Astuces de pro et dépannage
Conseils d’expert
- Utilisez un yogourt à température ambiante pour que la levure démarre sans ralentissement.
- Faites 2 ou 3 pliages pendant le repos pour renforcer la pâte sans pétrissage intensif.
- Attendez toujours le refroidissement complet avant de trancher, la mie continue de se structurer grâce à la vapeur résiduelle.
- Pour une version plus rapide, gardez la main légère sur le travail de la pâte afin qu’elle ne devienne pas dure.
Erreurs courantes à éviter
- Utiliser une eau au-delà de 40°C, ce qui peut affaiblir ou neutraliser la levure.
- Oublier de préchauffer la cocotte, et perdre ainsi le choc thermique indispensable à une belle poussée.
- Sauter l’étape du grignage, car le pain risque alors de s’ouvrir de façon irrégulière sur les côtés.
- Ajouter trop de farine sur une pâte collante, ce qui peut serrer la mie et alourdir le résultat final.
Service et conservation

Idées d’accompagnement
Ce pain au yogourt est superbe avec des tartinades fraîches et généreuses, comme un houmous maison, un tzatziki ou une tartine grillée simplement frottée à l’huile d’olive et finie à la fleur de sel. Pour une option plus douce et très actuelle, une mousse d’avocat apporte un contraste crémeux qui met merveilleusement en valeur la croûte.
J’aime aussi le servir avec des plats mijotés, surtout en hiver. Sa structure robuste absorbe les jus sans se déliter, ce qui en fait un compagnon idéal pour un poulet basquaise ou une soupe de légumes bien chaude.
Conservation et congélation
Pour garder le croustillant, oubliez le plastique. Le mieux reste un sac en papier ou un linge propre, à température ambiante, afin que la croûte respire sans ramollir.

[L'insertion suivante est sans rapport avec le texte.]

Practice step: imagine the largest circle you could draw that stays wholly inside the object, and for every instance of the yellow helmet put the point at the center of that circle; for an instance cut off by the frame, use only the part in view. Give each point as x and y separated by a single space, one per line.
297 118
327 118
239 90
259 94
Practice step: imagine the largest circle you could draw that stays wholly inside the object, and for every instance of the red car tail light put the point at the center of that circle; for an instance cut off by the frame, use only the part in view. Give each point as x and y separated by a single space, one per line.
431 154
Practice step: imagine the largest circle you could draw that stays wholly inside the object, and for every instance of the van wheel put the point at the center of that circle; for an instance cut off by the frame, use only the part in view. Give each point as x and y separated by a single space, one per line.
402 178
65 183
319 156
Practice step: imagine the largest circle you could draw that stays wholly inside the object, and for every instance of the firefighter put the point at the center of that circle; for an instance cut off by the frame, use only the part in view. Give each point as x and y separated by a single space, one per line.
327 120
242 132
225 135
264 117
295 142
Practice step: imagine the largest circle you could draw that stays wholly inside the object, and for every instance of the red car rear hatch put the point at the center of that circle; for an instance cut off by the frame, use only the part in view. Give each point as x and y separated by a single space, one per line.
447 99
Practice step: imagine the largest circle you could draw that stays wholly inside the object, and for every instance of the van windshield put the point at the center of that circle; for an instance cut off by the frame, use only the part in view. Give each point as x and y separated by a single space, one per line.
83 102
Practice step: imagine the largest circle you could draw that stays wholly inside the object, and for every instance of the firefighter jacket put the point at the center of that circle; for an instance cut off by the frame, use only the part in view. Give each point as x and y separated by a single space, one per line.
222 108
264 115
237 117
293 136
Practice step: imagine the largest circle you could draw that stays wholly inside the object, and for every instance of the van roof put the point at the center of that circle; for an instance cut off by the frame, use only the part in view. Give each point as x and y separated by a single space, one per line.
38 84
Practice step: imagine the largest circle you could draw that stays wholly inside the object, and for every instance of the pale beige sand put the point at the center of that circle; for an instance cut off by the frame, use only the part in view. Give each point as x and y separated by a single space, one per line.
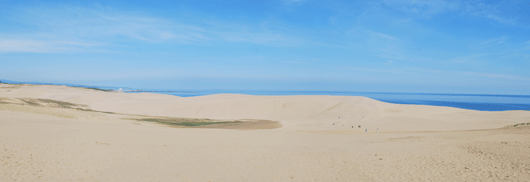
415 143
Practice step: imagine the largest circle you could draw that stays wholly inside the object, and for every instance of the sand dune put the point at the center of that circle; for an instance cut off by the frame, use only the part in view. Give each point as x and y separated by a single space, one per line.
59 133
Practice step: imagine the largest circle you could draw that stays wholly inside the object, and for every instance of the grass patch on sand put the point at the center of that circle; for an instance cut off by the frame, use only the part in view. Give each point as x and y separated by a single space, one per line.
210 123
188 122
521 125
99 89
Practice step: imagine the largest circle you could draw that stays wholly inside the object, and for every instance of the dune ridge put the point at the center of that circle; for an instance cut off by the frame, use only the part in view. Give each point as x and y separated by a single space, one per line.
59 133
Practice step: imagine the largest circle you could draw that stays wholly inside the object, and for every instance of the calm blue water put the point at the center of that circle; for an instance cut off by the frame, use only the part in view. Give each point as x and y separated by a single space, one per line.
479 102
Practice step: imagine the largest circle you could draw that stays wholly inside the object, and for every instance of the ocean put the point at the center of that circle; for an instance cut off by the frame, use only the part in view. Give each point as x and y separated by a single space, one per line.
480 102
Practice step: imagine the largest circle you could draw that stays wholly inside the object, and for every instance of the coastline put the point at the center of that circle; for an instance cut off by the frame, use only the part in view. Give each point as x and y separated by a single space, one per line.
58 133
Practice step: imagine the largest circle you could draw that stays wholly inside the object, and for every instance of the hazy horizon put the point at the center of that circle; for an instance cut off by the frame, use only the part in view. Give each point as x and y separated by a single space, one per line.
476 47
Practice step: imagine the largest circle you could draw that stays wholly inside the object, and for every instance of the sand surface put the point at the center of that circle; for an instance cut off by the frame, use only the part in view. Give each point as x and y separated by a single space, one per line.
59 133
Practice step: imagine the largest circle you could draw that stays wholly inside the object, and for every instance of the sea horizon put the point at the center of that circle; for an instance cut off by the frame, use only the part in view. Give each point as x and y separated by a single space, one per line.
479 102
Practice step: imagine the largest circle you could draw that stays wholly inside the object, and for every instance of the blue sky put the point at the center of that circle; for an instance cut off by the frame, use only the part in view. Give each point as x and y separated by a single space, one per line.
384 46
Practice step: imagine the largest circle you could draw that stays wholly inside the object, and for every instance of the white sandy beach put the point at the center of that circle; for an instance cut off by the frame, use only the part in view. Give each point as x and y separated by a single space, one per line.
41 141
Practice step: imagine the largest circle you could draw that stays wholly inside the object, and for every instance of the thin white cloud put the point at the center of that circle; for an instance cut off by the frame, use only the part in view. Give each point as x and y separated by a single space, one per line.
37 46
69 28
495 41
383 35
494 75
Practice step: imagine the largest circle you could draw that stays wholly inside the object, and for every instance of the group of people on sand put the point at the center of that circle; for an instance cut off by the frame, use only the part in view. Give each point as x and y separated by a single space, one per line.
365 130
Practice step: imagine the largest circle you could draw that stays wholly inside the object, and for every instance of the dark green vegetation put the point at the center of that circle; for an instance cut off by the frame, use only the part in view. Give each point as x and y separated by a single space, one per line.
189 122
94 88
168 121
521 124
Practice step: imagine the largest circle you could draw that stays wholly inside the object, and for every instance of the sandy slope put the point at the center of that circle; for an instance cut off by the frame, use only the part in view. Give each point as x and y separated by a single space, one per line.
415 143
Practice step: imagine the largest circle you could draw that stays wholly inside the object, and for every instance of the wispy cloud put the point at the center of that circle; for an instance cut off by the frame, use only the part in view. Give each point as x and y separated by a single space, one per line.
494 41
37 46
68 28
425 8
383 35
494 75
504 12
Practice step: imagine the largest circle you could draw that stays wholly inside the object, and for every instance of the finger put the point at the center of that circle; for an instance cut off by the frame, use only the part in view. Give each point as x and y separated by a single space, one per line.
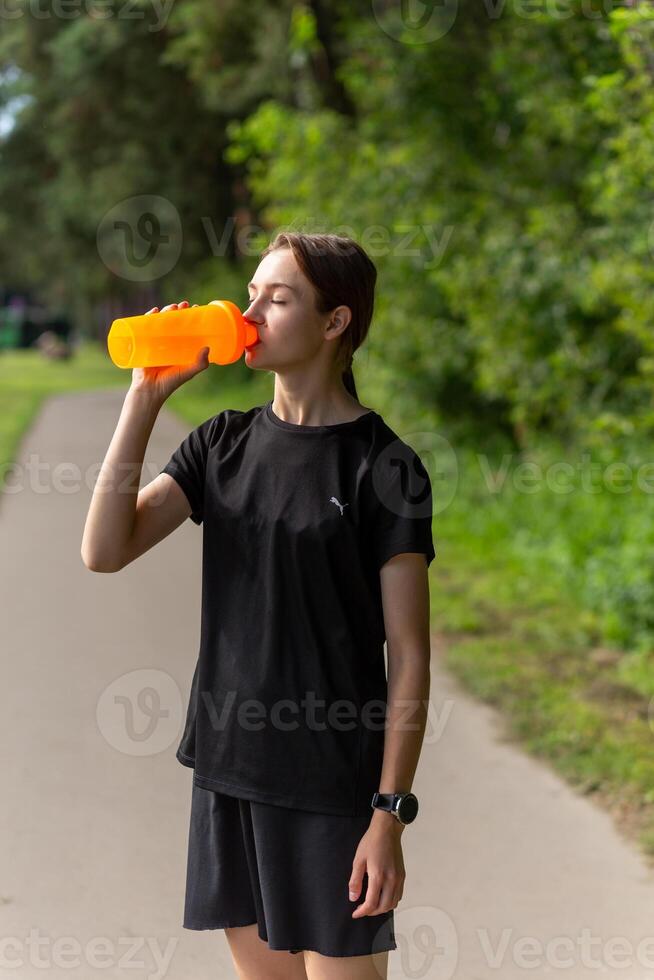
372 897
356 879
388 896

Ce pain se congèle très bien, surtout déjà tranché. Je glisse les parts dans un sachet bien fermé, puis je les passe quelques minutes au grille-pain ou au four, et elles retrouvent une belle vivacité de croûte.

Pain Au Yogourt Artisanal Croustillant
Equipment
- Cocotte en fonte avec couvercle
- grand saladier
- Papier sulfurisé
- grille de refroidissement
Ingrédients
- 600 g de farine multicéréales ou de farine 3 céréales (blé, épeautre, seigle)
- 180 g de yogourt
- 1 cc de miel
- 1 cc de sel
- 10 g de levure émiettée
- 300 g d’eau
- graines de lin, de tournesol, de sésame ou autres graines (facultatif)
Instructions
Mélange et première levée
- Dans un grand saladier, mélangez la farine et le sel. Ajoutez le yogourt, le miel, la levure émiettée et l’eau. Mélangez jusqu’à obtenir une pâte homogène et un peu collante, sans chercher à la pétrir longuement.

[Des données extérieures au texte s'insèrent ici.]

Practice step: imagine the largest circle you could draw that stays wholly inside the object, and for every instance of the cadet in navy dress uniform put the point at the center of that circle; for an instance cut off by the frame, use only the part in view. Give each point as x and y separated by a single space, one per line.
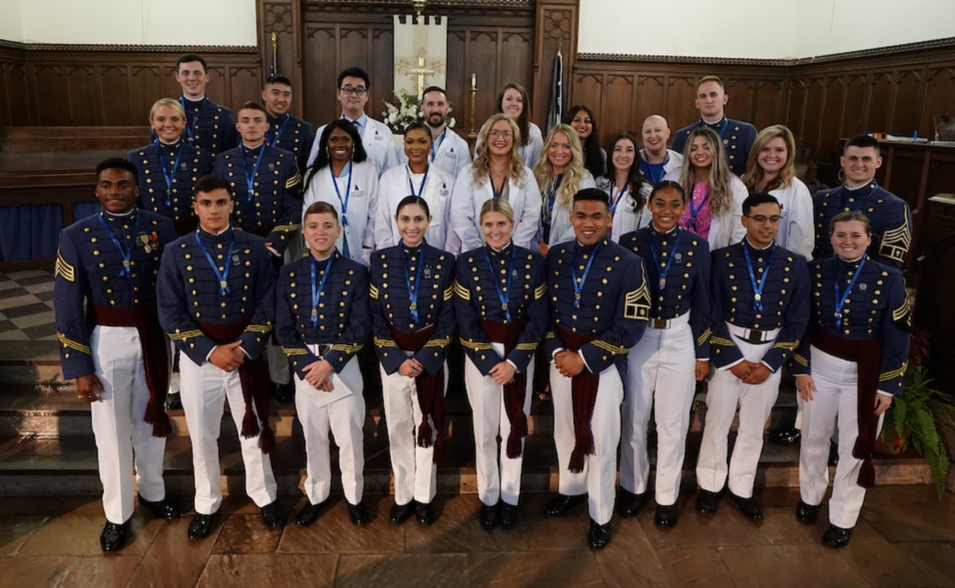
889 215
286 131
760 304
736 136
848 366
209 126
599 306
219 311
265 184
412 285
169 167
672 355
115 348
501 307
322 320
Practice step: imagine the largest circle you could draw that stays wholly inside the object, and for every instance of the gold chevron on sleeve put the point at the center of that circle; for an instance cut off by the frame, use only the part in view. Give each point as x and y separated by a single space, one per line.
64 269
73 344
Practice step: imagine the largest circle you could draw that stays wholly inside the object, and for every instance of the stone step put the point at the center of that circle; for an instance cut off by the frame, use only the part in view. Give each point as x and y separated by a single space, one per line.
68 467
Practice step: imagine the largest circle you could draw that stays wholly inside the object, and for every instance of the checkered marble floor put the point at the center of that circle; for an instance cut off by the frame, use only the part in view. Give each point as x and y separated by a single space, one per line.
26 306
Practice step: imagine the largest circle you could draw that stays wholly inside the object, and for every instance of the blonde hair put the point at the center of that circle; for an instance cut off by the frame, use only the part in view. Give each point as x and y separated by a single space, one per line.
482 163
573 173
170 103
754 173
718 181
497 205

- Couvrez le saladier et laissez lever pendant 1 à 2 heures. Si possible, effectuez 2 ou 3 pliages en ramenant les bords vers le centre pendant ce repos pour renforcer la pâte.
Façonnage et repos final
- Renversez la pâte sur un plan de travail fariné. Aplatissez-la doucement et formez une boule tendue en rabattant les bords vers le centre. Déposez-la sur du papier sulfurisé, soudure en dessous.
- Humidifiez légèrement la surface, ajoutez les graines si désiré, puis laissez reposer encore 30 minutes jusqu’à ce que la pâte soit gonflée.
Cuisson et refroidissement
- Placez la cocotte couverte dans le four froid et préchauffez l’ensemble à 230°C pour créer un choc thermique.
- Incisez le dessus du pain avec une lame. Sortez la cocotte chaude avec précaution et déposez-y le pain avec son papier sulfurisé. Faites cuire 25 minutes avec le couvercle.
- Retirez le couvercle, baissez la température à 200°C et poursuivez la cuisson pendant 15 à 20 minutes pour dorer la croûte. Laissez refroidir complètement sur une grille avant de trancher.
Notes
Nutrition
Conclusion
Ce pain au yogourt a tout pour devenir un classique de cuisine maison, peu de pétrissage, beaucoup de caractère, et une mie moelleuse que la fermentation lente rend particulièrement savoureuse. C’est le genre de recette qui donne l’impression d’avoir un vrai fournil à la maison.
Une fois la méthode prise en main, vous pourrez jouer avec les graines, la farine ou même le type de yogourt. Et c’est là que le plaisir commence vraiment, quand une simple miche devient votre miche.